Analysis of morphological distribution of hNTSCs per donor

First, we segmented the images of the cells using CellProfiler (see https://cellprofiler.org/ for more information). We used Visually Aided Morpho-Phenotyping Image Recognition (VAMPIRE) software (https://github.com/kukionfr/VAMPIRE_open), an unsupervised machine learning algorithm that quantitatively analyzes the morphology of segmented images of cells and finds the correlation between the shape modes in a dendrogram.
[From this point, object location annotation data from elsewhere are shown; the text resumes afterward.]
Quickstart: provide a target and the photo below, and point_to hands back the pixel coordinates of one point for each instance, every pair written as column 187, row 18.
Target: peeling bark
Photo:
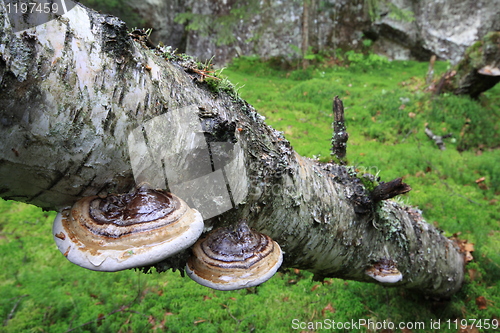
column 84, row 105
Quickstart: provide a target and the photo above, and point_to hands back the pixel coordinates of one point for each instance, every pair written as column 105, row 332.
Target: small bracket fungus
column 118, row 232
column 234, row 258
column 385, row 271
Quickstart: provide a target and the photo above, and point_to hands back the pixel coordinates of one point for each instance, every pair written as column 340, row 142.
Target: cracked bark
column 74, row 90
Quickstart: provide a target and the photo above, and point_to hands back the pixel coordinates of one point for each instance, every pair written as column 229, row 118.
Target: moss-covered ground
column 387, row 109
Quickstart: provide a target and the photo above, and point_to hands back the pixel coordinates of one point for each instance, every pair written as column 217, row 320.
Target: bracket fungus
column 124, row 231
column 234, row 258
column 385, row 271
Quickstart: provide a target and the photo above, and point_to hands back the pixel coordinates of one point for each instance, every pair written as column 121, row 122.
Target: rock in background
column 441, row 27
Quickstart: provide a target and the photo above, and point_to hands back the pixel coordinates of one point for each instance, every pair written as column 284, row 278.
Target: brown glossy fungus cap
column 124, row 231
column 234, row 258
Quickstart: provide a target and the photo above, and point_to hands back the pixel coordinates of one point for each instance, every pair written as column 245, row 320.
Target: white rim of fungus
column 109, row 260
column 250, row 280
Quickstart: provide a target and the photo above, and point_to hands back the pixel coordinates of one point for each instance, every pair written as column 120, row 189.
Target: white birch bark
column 83, row 105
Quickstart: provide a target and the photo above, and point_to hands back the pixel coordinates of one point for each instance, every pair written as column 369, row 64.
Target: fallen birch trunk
column 87, row 108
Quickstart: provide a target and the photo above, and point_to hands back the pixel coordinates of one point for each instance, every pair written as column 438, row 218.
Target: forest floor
column 387, row 108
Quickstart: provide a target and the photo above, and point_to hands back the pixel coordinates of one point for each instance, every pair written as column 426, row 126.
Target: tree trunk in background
column 87, row 109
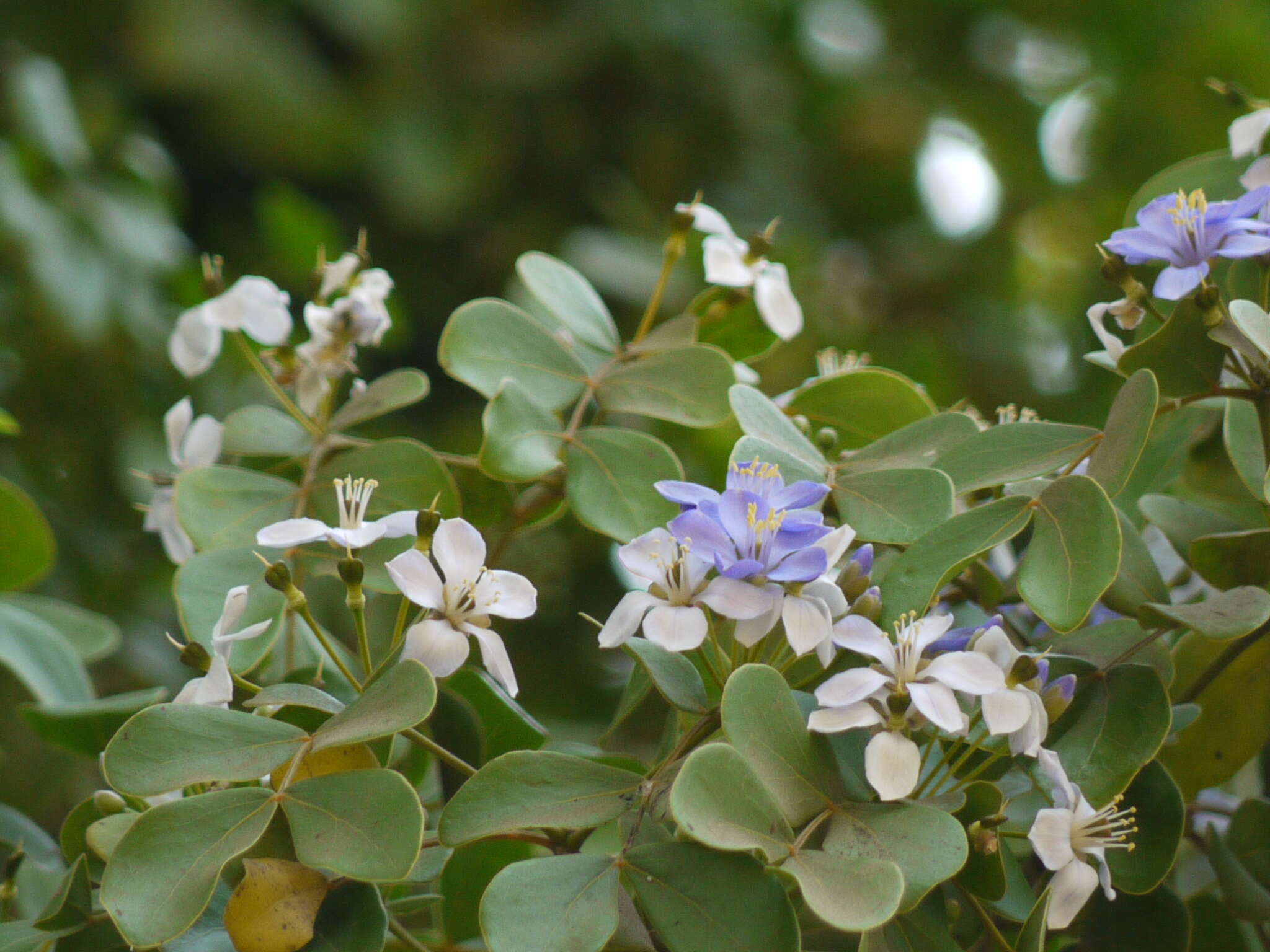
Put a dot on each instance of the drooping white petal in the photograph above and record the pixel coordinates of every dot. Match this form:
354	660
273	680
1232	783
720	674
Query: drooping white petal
831	720
459	549
417	579
1068	892
807	622
624	620
726	262
175	425
195	343
966	671
676	627
859	633
939	703
1006	711
493	655
437	645
776	304
733	598
293	532
892	764
851	685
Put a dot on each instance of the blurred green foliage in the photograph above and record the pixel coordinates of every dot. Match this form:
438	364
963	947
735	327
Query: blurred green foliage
138	133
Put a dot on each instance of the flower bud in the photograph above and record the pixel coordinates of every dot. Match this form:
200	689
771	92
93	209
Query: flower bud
109	803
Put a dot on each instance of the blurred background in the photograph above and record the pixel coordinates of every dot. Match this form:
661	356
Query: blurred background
941	170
VAMPIRE extracted the equidistant points along the contour of each cell, found the eigenshape vectors through principal component analysis (PCA), and applied the K-means clustering algorithm for representative shape modes. The number of coordinates used to extract the contours was 50 and the number of shape modes was 20.
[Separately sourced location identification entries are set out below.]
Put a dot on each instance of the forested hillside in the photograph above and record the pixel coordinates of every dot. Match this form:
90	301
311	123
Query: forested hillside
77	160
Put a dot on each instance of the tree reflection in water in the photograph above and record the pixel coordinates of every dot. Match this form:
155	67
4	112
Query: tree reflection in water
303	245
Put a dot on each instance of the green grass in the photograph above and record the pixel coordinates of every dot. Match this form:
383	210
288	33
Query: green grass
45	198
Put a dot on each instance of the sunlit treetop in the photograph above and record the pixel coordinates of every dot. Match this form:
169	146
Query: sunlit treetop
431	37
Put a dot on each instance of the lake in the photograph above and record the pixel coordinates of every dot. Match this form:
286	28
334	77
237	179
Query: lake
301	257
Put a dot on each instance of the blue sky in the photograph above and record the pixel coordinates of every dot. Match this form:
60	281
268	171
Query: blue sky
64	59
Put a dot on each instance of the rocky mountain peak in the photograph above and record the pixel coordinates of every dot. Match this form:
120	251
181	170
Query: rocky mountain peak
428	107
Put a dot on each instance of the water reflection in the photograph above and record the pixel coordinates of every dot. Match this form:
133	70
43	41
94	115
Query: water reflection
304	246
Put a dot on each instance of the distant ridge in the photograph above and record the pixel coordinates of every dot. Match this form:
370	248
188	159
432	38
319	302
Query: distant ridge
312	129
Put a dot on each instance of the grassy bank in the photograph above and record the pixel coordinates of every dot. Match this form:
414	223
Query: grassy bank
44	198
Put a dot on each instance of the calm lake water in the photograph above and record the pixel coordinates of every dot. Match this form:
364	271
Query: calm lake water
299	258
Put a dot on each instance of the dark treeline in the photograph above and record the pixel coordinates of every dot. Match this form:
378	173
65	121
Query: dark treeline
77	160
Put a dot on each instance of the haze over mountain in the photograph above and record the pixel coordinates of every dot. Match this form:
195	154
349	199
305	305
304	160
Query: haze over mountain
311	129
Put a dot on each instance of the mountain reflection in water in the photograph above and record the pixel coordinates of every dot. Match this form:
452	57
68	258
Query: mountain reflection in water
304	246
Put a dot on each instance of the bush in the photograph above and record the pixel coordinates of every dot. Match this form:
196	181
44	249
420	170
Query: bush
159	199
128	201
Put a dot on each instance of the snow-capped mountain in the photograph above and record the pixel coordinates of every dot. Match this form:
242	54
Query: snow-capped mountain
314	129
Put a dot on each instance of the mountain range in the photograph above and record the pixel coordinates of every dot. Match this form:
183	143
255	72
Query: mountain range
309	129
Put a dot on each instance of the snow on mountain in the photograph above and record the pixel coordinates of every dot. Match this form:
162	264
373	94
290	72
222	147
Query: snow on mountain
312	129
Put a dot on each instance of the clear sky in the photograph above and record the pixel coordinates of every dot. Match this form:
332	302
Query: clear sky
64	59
Dataset preprocessing for training

We preprocessed the hNTSCs dataset before feeding the stem cell images into our proposed deep learning model. To focus on single cells only, we used the images of cells stained with CD105 using a confocal microscope and manually cropped all regions except the cell region. Images of hNTSCs were used, and images with SSEA3 intensities higher than 90 were labeled as multipotent cells (Positive), whereas images with an intensity less than 90 were labeled as non-multipotent cells (Negative). We obtained 1,254 multipotent and 596 non-multipotent cell images and evaluated several CNN models to predict the multipotency of hNTSCs. We resized the cell images to 224 × 224 for the input dimensions of the model and applied min–max normalization to the images of the stem cell. Furthermore, our cell image dataset (1,850 images) was split into training (1,295 images; 70%), validation (185 images; 10%), and testing (370 images; 20%) data to optimize and evaluate the deep learning models. We also augmented the training images by rotating them 90° and flipping them horizontally and vertically.

Deep learning

We utilized a binary classification model to predict whether hNTSCs had multipotency using Keras libraries. In the transfer learning-based approach, the proposed model consists of two parts: a feature extractor and a classifier. As a feature extractor (denoted as the base model), we loaded the DenseNet121 model and excluded the ImageNet classifier from the top layers. The entire network was trained without freezing the layers. Although freezing all layers of the pre-trained model has the clear advantage of allowing for a faster training process, we used a fine-tuning strategy, mainly because our single-cell dataset differs from the ImageNet dataset. The top classifier had a dropout layer with a rate of 0.4 (the same rate as below); a 2D global max-pooling layer for spatial data; a dropout layer; a hidden layer (64 units) with ReLU as a nonlinear activation function; a batch normalization layer; a dropout layer; and a final output layer of two units (binary output) with the softmax activation function. The Adam optimizer was used for model optimization along with a categorical cross-entropy loss function. The proposed model was trained for 50 epochs using the early stopping callback method with 10 patients (number of epochs with no improvement in validation loss).